President Buhari seeks stronger global alliance against terror

Ben Adam Shemang

President Buhari receives letter of credence from High Commissioner of Canada, Mr. Christopher Thornley

President Muhammadu Buhari has called for a stronger global alliance in intelligence and information sharing to halt terrorism affecting both developing and developed countries.

The President made the call at the State House while receiving Letters of Credence from the Ambassadors of Republic of Tunisia, Mr. Jalel Trabelsi; Federal Republic of Germany, Dr. Bernhard Stephen Schlagheck; Kingdom of Sweden, Mrs. Inger Ultvedt and the High
Commissioner of Canada, Mr. Christopher Thornley, at separate meetings.
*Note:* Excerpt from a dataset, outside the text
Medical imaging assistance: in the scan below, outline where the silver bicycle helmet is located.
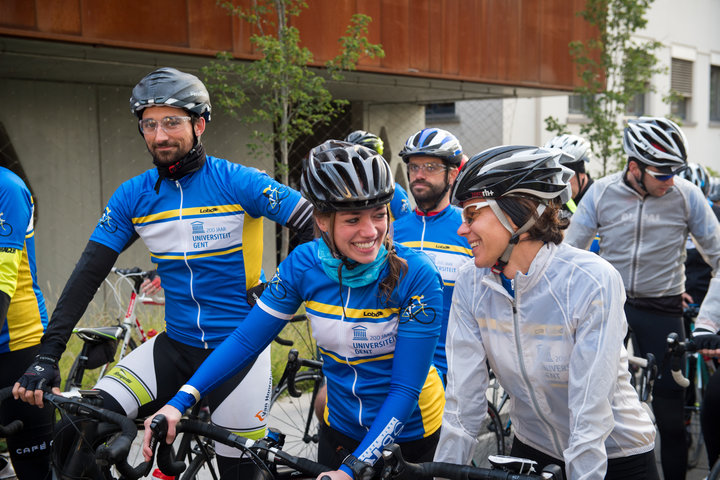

President Buhari told the Canadian High Commissioner that countries must always be on alert, and be willing to share information on activities of terrorists.

The President said Nigeria received support from several countries to fight boko haram insurgents in the North east, after the invitation to the G-7 meeting in Germany in 2015, recording remarkable progress in degrading the group and saving many lives.

‘‘The terrorists are all over the place; and we must be more watchful. If a developed country like France can be attacked by terrorists to the point of killing about 130 people, then what more of developing countries. We need to build, and keep increasing our capacities to network and stay ahead. We need to build these capacities across borders because terrorists operate across borders,’’ he said.

President Buhari said the rehabilitation of Internally Displaced Persons (IDP) in the North East also received attention from some countries, who were quick to render services and material support to alleviate the humanitarian crisis that followed the overpowering of
boko haram.

The President said his government had instituted reforms in various sectors of the Nigerian economy to ensure stability and integrity in operations, promising to create a more enabling environment for new partnerships and attractions for Foreign Direct Investments.

In his remarks, Thornley said the reforms in the Nigerian economy were necessary to build global confidence and deeper relationships that would benefit the country.

‘‘We want you to know that Canada stands by you as a friend to Nigeria, and your government,’’ he said.